Au fur et à mesure que Pékin comble son retard (quatrième économie mondiale et troisième puissance commerciale en 2005), la théorie d'une menace chinoise s'accentue. Cette peur est instrumentalisée par les milieux populistes au Japon et le lobby militaire aux Etats-Unis. Mais elle reflète aussi une opinion croissante en Asie - surtout chez ses voisins - et dans une Europe soucieuse de préserver son modèle social.

En réaction, les stratèges chinois ont lancé dès 2003 une contre-offensive avec la théorie de «l'émergence pacifique». Cette position a été précisée dans un document du gouvernement en décembre 2005 intitulé «La voie du développement pacifique de la Chine» («développement» étant préféré à «émergence» jugé trop agressif).

Selon Pékin, la montée en puissance de la Chine est un facteur de paix mondiale pour deux raisons principales: d'une part l'intensification du commerce bénéficie à tous les acteurs de ces échanges (thèse du gagnant-gagnant de la globalisation économique), d'autre part l'histoire et la culture chinoise témoigneraient du caractère pacifique de la nation chinoise. Contrairement à l'Europe, au Japon ou aux Etats-Unis, la Chine n'a jamais cherché l'hégémonie et ne le fera jamais.

Ce discours s'appuie sur une part de réalité.

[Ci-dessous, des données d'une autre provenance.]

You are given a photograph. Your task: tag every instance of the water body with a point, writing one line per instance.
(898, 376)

Contrairement aux Etats-Unis, la Chine n'a plus été en guerre depuis 1979 (cuisante humiliation face au Vietnam). Par ailleurs, Pékin veut un environnement international stable et une relation apaisée avec Washington pour assurer son essor économique indispensable au maintien d'une stabilité du régime. Malgré sa rhétorique nationaliste et parfois raciste, la Chine a besoin de la paix pour asseoir sa puissance future.

Le discours décrivant une nation par essence pacifique ne doit par contre leurrer personne: l'histoire chinoise est celle de conquêtes territoriales et de soumission permanente des peuples en marge de son noyau de civilisation, les dernières grandes colonisations (Turkestan chinois et Tibet) remontant à la dynastie des Qing (les nationaux-communistes reprenant cet héritage impérial).

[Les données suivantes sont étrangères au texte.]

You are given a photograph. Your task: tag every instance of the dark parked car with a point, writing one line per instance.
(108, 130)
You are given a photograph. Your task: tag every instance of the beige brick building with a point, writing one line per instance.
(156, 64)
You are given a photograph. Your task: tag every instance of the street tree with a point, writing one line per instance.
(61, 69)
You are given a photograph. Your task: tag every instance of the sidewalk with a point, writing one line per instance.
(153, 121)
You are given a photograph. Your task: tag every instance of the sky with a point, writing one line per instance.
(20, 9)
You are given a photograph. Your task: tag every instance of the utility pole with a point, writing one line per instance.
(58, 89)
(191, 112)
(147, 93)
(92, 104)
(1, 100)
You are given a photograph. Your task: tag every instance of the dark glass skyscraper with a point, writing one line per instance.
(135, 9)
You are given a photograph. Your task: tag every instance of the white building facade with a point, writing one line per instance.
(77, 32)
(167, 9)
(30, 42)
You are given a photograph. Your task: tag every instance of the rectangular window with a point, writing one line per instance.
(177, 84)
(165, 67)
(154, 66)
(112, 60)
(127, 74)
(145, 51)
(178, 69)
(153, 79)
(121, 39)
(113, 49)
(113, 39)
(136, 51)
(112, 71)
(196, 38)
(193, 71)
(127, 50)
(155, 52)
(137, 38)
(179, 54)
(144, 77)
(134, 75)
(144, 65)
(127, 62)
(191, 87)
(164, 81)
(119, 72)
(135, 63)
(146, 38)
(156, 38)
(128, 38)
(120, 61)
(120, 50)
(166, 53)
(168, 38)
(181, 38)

Un esprit revanchard manipulant les «humiliations passées» imprègne par ailleurs toujours le pouvoir chinois. Quant à la culture traditionnelle de paix (en réalité d'unité) remise aujourd'hui en avant par le régime, sa fonction a toujours été de masquer la réalité des rapports de force. La nouvelle «harmonie» prêchée par Hu Jintao répond à une situation sociale explosive.

La Chine cherche à se positionner en tant que puissance de paix, de justice et de démocratie en défendant l'idée d'un monde multipolaire, une position qui a séduit certains Etats européens à commencer par la France. C'est la position naturelle de tout outsider désireux de contrer l'influence des Etats-Unis. On est dans la stratégie et non la justice.

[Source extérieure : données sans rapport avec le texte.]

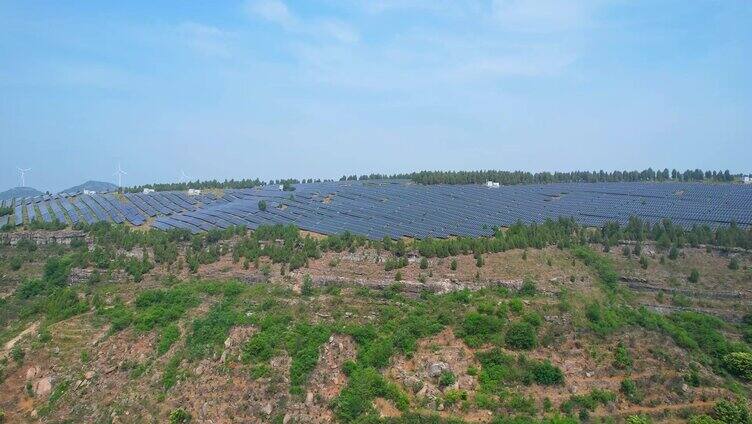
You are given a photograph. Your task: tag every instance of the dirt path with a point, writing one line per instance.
(12, 342)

Car dans le même temps, la Chine ne cesse de manœuvrer pour imposer son hégémonie sur ce qu'elle considère comme sa sphère d'influence naturelle: l'Asie de l'Est, du Centre et du Sud. Cela se traduit par le refus obstiné de voir Tokyo ou Delhi accéder à un siège de membre permanent du Conseil de sécurité de l'ONU.

On peut juger normal que la Chine, étant donné son poids, retrouve un rôle prédominant dans cette région et un jour dans le monde. Mais ce serait une grave erreur d'oublier qu'il s'agit d'une puissance qui, en son sein, ignore tout de la démocratie dont les règles demeurent pourtant la meilleure garantie de la paix.